An andern Orten tritt diese Sitte in nachfolgender Gestalt auf: Mehrere Knaben gehen mit einer langen Stange, an die oben ein Querholz befestigt ist, von Haus zu Haus und sammeln alte Kleider, die dem den Tod darstellenden Holzgerippe angethan werden. Nach Vollendung dieser Toilette ist der Teil der Vorbereitung vorüber und nun geht der eigentliche Umzug vor sich, indem man den Tod durch das Dorf trägt und dabei singt:
»Tud aus! Tud aus! Hätt'n m'r 'n Tud nich ausgetrog'n, Hätt ar uns im Bett erschlog'n. Tud aus! Tud aus!«
Zuletzt wird der Popanz ins Wasser geworfen. Dies ist das Signal für die Knaben, eilends die Flucht zu ergreifen. Wer am meisten zurückbleibt, heißt der »Tud'nvota« und wird als solcher das Jahr über geneckt.
Das Todaustragen ist ein Privilegium der Mädchen. Knaben bringen ihnen aus dem Walde ein kleines Fichtenbäumchen. Die Mädchen schmücken erst dieses und dann sich selbst aufs beste und schönste. Darnach tragen sie das Bäumchen von Haus zu Haus und singen in jedem ein Liedchen, wofür sie Kuchen, Kaffee und Geld erhalten. Letzteres wird zu Kerzen für die Kirche oder Kapelle verwendet.
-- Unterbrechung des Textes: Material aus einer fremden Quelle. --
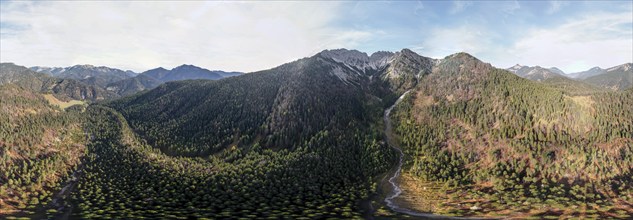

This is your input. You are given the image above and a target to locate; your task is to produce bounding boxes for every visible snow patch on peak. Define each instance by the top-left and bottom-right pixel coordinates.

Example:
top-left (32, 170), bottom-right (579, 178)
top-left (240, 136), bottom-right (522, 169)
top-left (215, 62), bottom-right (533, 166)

top-left (319, 49), bottom-right (393, 73)
top-left (607, 63), bottom-right (633, 72)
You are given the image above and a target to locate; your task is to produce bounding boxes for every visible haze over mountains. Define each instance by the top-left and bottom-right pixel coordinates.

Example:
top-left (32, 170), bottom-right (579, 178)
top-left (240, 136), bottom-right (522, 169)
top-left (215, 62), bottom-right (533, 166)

top-left (507, 63), bottom-right (633, 90)
top-left (0, 63), bottom-right (241, 101)
top-left (0, 49), bottom-right (633, 219)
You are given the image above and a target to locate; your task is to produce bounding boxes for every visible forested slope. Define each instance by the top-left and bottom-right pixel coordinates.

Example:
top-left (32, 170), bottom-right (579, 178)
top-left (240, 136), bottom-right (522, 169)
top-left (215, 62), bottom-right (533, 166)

top-left (396, 53), bottom-right (633, 217)
top-left (0, 85), bottom-right (86, 216)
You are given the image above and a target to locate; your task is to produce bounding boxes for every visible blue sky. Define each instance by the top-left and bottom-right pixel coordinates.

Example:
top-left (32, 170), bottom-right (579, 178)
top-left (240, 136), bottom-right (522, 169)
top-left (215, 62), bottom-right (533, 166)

top-left (0, 1), bottom-right (633, 72)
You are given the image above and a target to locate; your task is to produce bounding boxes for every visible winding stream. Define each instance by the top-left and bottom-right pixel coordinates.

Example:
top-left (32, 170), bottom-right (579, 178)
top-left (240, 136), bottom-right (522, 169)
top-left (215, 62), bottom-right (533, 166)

top-left (384, 90), bottom-right (475, 219)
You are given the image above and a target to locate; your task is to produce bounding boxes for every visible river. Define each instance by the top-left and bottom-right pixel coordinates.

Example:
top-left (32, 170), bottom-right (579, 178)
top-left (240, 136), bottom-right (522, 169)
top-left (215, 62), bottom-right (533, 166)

top-left (384, 90), bottom-right (474, 219)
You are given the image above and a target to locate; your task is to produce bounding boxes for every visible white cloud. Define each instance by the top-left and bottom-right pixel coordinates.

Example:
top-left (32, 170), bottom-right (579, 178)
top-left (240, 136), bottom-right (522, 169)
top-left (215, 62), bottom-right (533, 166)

top-left (449, 1), bottom-right (473, 14)
top-left (413, 25), bottom-right (505, 62)
top-left (508, 12), bottom-right (633, 72)
top-left (545, 1), bottom-right (569, 14)
top-left (0, 2), bottom-right (373, 71)
top-left (413, 8), bottom-right (633, 73)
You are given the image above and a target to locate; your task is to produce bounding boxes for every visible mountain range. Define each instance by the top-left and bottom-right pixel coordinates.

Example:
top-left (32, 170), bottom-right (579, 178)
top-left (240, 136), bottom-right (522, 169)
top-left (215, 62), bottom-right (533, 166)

top-left (0, 49), bottom-right (633, 219)
top-left (507, 63), bottom-right (633, 90)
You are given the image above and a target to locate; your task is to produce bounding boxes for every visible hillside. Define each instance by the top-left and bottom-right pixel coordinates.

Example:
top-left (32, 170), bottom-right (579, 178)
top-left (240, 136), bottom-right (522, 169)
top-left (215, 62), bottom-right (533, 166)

top-left (583, 63), bottom-right (633, 91)
top-left (0, 85), bottom-right (86, 216)
top-left (0, 63), bottom-right (118, 101)
top-left (106, 65), bottom-right (242, 96)
top-left (507, 64), bottom-right (566, 82)
top-left (395, 54), bottom-right (633, 217)
top-left (30, 65), bottom-right (136, 88)
top-left (0, 49), bottom-right (633, 219)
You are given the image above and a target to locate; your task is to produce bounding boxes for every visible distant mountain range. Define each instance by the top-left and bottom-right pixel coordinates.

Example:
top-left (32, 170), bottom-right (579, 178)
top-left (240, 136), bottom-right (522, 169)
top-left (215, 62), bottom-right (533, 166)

top-left (506, 63), bottom-right (633, 90)
top-left (0, 63), bottom-right (118, 101)
top-left (106, 64), bottom-right (242, 96)
top-left (29, 65), bottom-right (242, 96)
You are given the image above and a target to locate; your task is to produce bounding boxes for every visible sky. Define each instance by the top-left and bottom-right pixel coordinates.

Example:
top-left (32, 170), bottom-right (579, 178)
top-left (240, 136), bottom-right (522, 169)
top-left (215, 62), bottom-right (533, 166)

top-left (0, 1), bottom-right (633, 73)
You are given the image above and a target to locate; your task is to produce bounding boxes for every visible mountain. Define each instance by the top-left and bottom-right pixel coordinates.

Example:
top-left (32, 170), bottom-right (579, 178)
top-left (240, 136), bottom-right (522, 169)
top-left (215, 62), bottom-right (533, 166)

top-left (0, 84), bottom-right (88, 213)
top-left (106, 65), bottom-right (242, 96)
top-left (30, 65), bottom-right (136, 88)
top-left (0, 63), bottom-right (118, 101)
top-left (106, 74), bottom-right (163, 96)
top-left (0, 49), bottom-right (633, 219)
top-left (394, 54), bottom-right (633, 218)
top-left (507, 64), bottom-right (565, 81)
top-left (568, 66), bottom-right (606, 79)
top-left (583, 63), bottom-right (633, 90)
top-left (158, 65), bottom-right (222, 82)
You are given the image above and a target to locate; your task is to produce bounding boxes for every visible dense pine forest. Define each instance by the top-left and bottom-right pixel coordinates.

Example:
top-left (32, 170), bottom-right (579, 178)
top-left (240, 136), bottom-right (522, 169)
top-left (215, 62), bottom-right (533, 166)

top-left (395, 54), bottom-right (633, 217)
top-left (0, 49), bottom-right (633, 219)
top-left (0, 85), bottom-right (86, 215)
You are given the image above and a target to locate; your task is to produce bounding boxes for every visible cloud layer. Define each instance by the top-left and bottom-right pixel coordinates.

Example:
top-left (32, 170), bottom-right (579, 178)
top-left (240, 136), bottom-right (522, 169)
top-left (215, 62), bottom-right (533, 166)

top-left (1, 2), bottom-right (370, 71)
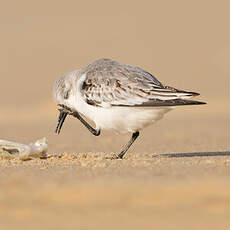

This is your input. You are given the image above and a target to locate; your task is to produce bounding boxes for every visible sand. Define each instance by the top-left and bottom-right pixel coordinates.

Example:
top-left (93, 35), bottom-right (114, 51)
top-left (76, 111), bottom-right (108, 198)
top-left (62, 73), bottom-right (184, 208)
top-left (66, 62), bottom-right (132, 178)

top-left (0, 0), bottom-right (230, 230)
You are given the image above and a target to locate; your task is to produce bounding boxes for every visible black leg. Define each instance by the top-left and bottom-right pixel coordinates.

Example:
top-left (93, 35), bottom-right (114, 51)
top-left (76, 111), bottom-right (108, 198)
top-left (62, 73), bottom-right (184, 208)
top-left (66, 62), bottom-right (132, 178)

top-left (115, 131), bottom-right (139, 159)
top-left (70, 112), bottom-right (101, 136)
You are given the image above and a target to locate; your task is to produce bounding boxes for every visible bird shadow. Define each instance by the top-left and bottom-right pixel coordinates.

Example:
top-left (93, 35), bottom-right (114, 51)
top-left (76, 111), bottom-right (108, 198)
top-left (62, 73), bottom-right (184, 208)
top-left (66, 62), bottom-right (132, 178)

top-left (153, 151), bottom-right (230, 158)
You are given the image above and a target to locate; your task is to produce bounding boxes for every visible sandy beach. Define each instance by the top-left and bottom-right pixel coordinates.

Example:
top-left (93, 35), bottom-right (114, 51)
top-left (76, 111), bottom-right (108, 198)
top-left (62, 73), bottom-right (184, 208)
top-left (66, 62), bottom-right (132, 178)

top-left (0, 0), bottom-right (230, 230)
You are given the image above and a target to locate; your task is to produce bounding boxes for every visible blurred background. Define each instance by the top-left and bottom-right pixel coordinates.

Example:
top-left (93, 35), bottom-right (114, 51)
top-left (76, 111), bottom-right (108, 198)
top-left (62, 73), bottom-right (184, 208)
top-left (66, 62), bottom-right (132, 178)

top-left (0, 0), bottom-right (230, 229)
top-left (0, 0), bottom-right (230, 151)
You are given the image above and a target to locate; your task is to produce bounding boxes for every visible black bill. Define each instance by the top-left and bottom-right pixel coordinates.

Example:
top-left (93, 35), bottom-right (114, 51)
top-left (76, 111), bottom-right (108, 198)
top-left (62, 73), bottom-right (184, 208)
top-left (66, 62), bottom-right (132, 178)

top-left (55, 109), bottom-right (68, 134)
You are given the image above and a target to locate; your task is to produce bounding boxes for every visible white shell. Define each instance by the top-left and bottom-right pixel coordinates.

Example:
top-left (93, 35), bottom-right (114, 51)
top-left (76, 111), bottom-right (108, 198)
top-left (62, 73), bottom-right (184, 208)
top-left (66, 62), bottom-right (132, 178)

top-left (0, 137), bottom-right (48, 160)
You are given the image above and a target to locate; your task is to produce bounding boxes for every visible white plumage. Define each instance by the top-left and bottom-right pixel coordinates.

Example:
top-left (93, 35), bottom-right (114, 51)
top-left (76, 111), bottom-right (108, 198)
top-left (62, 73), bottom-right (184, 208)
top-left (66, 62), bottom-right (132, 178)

top-left (54, 59), bottom-right (205, 158)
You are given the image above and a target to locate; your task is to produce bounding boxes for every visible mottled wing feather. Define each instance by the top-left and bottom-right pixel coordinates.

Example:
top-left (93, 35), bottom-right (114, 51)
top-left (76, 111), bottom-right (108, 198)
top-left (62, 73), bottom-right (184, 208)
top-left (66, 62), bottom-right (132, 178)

top-left (82, 59), bottom-right (201, 107)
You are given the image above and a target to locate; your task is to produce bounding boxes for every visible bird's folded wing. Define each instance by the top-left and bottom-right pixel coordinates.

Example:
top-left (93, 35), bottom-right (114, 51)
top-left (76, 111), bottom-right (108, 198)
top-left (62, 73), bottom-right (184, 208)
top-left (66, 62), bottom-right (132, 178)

top-left (82, 61), bottom-right (199, 107)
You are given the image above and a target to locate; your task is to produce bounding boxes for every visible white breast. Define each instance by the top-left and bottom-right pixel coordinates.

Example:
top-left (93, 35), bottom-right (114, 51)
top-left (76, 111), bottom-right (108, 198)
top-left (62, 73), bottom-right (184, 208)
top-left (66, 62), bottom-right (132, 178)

top-left (69, 75), bottom-right (171, 133)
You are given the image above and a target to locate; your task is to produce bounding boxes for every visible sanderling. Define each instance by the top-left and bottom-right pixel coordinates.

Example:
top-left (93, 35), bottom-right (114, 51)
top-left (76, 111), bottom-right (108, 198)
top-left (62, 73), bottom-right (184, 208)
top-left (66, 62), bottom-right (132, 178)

top-left (54, 59), bottom-right (205, 158)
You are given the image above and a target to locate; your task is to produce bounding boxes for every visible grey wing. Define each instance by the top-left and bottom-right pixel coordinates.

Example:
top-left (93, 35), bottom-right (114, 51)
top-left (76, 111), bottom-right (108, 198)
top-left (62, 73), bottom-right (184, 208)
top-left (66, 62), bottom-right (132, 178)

top-left (82, 60), bottom-right (203, 107)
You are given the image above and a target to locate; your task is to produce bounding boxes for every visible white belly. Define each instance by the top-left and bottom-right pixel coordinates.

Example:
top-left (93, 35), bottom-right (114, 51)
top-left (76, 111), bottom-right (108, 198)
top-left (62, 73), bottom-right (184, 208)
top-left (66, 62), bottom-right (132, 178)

top-left (75, 94), bottom-right (171, 133)
top-left (90, 107), bottom-right (170, 133)
top-left (73, 73), bottom-right (171, 133)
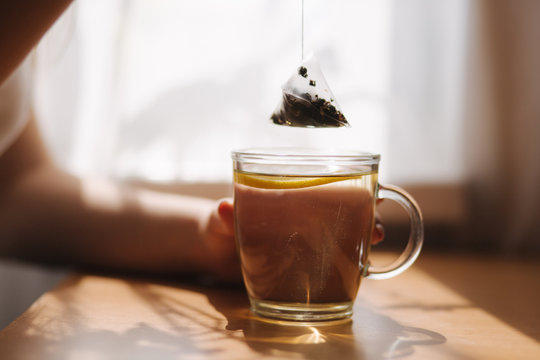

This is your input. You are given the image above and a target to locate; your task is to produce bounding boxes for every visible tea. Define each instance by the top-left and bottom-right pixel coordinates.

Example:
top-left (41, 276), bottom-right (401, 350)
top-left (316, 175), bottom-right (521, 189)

top-left (234, 171), bottom-right (377, 304)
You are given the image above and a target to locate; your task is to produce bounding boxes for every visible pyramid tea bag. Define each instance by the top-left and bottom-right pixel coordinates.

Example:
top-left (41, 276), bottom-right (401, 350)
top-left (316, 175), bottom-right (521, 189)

top-left (271, 56), bottom-right (349, 127)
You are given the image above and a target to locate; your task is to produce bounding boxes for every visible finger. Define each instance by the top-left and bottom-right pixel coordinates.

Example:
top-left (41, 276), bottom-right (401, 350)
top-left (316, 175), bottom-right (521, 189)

top-left (371, 223), bottom-right (384, 245)
top-left (218, 199), bottom-right (234, 235)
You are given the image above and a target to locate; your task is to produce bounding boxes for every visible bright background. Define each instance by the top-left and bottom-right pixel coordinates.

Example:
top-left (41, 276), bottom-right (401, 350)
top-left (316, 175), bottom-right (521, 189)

top-left (32, 0), bottom-right (467, 183)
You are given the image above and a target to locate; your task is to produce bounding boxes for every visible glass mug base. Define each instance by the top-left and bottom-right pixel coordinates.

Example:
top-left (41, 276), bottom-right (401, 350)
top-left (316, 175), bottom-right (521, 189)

top-left (250, 299), bottom-right (353, 322)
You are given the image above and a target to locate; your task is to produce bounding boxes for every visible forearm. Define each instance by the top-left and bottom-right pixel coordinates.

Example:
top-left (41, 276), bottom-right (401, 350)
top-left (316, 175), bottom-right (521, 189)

top-left (0, 167), bottom-right (214, 272)
top-left (0, 0), bottom-right (71, 84)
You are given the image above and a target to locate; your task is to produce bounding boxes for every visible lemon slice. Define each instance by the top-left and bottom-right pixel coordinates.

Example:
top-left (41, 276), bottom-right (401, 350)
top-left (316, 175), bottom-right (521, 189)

top-left (234, 172), bottom-right (358, 189)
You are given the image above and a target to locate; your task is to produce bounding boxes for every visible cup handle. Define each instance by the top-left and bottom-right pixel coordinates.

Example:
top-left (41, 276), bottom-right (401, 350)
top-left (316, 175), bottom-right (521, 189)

top-left (366, 184), bottom-right (424, 279)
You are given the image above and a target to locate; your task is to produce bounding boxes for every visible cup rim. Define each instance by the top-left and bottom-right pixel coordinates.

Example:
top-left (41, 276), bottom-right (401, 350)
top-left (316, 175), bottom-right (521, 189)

top-left (231, 147), bottom-right (381, 163)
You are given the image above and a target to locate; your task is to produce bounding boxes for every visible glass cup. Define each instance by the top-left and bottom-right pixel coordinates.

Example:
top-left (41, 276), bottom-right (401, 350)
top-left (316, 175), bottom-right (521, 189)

top-left (232, 148), bottom-right (424, 321)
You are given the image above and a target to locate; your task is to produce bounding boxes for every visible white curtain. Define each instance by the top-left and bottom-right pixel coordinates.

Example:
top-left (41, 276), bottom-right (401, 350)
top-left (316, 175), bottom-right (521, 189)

top-left (32, 0), bottom-right (426, 182)
top-left (31, 0), bottom-right (540, 248)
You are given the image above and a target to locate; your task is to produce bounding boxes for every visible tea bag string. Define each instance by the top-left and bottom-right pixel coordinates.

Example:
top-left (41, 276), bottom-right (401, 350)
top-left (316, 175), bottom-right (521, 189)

top-left (300, 0), bottom-right (304, 62)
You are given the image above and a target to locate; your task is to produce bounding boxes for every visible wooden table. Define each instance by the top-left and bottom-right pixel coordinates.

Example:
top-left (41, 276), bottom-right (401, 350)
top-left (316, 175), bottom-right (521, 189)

top-left (0, 254), bottom-right (540, 360)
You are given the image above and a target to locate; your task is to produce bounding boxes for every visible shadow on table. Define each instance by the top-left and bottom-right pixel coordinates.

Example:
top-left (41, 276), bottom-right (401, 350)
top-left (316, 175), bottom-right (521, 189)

top-left (204, 292), bottom-right (446, 359)
top-left (0, 278), bottom-right (446, 360)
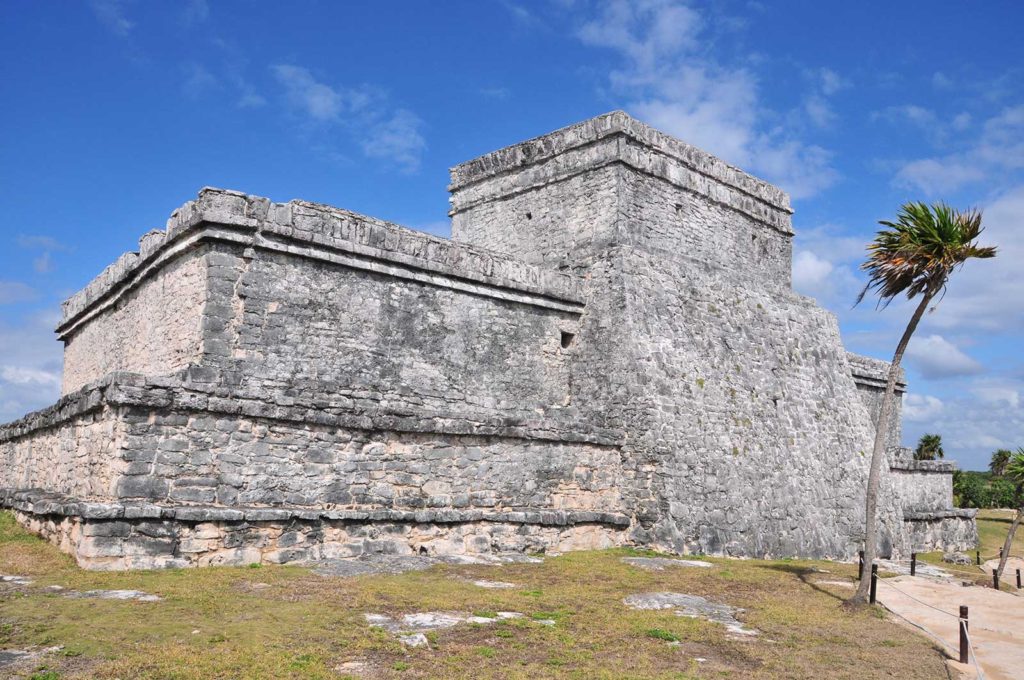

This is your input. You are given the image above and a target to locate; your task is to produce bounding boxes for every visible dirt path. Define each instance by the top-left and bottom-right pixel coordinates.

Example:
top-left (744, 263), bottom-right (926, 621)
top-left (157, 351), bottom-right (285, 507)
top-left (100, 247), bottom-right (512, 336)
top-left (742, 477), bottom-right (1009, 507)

top-left (878, 576), bottom-right (1024, 680)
Das Todaustreiben fand sich früher an vielen Orten Sachsens, besonders der Lausitz und des Vogtlands, ferner in Böhmen, Schlesien u. s. w. Meist wurde dabei von den jungen Burschen ein Strohmann, welcher den Winter, in der späteren christlichen Zeit aber den Tod vorstellte, angeputzt, unter Gesang durch das Dorf getragen und endlich ins Wasser geworfen oder verbrannt. Mit grünen Zweigen geschmückt kehrte die Jugend wieder heim. Im Vogtlande sang man dabei das Lied:
»Wir alle, wir alle kommen 'raus, Und tragen heute den Tod 'naus, Komm' Frühling wieder mit uns in das Dorf, Willkommen lieber Frühling!«
In Deutsch-Böhmen sang man:
»Nun treiben wir den Tod aus, Den alten Weibern in das Haus, Den Reichen in den Kasten, Heute ist Mitfasten!«
Das Todaustreiben war ein Nachklang des alten Frühlingsfestes, von dem wir auch Andeutungen bei den alten Griechen und Römern, ja selbst in Persien und Indien finden, und das jedenfalls die indoeuropäischen Völkerstämme aus ihren Ursitzen in Asien mitbrachten. Bei den heidnischen Germanen wurde es vielleicht zu einem Feste der Ostara, der Göttin des aufgehenden Lichtes, oder der mütterlichen Erdgöttin Nerthus oder auch Odhins, bei den Slaven zu einem Feste der Ziva, der Göttin des Lichts und der Fruchtbarkeit.
Es ist sicher, daß die in verschiedenen Gegenden gefeierten Maifeste, bei denen eine Maikönigin oder ein Maikönig einzog, oder ein Maigraf aus dem Walde in die Stadt eingeholt wurde, oder bei denen man den in Tannenrinde und Laub gehüllten Pfingstbutz zu Roß ins Dorf führte (s. Mannhardt, die Götter der deutsch. und nord. Völker, S. 144 etc.), mit dem Todaustreiben gleiche Bedeutung hatten. Wegen der in unsern Gegenden zu zeitigen Feier des Frühlingsfestes im März, da häufig noch Eis und Schnee die Fluren deckte, wurde dieselbe vielfach auf den sonnigen Mai verlegt und jetzt nun nicht mehr der Winter verjagt, sondern der vor der Thür harrende Frühling eingeholt und begrüßt. (S. über die Frühlingsfeier bei den Germanen und Slaven: Preusker, Blicke in die vaterländische Vorzeit, I. S. 142--152.)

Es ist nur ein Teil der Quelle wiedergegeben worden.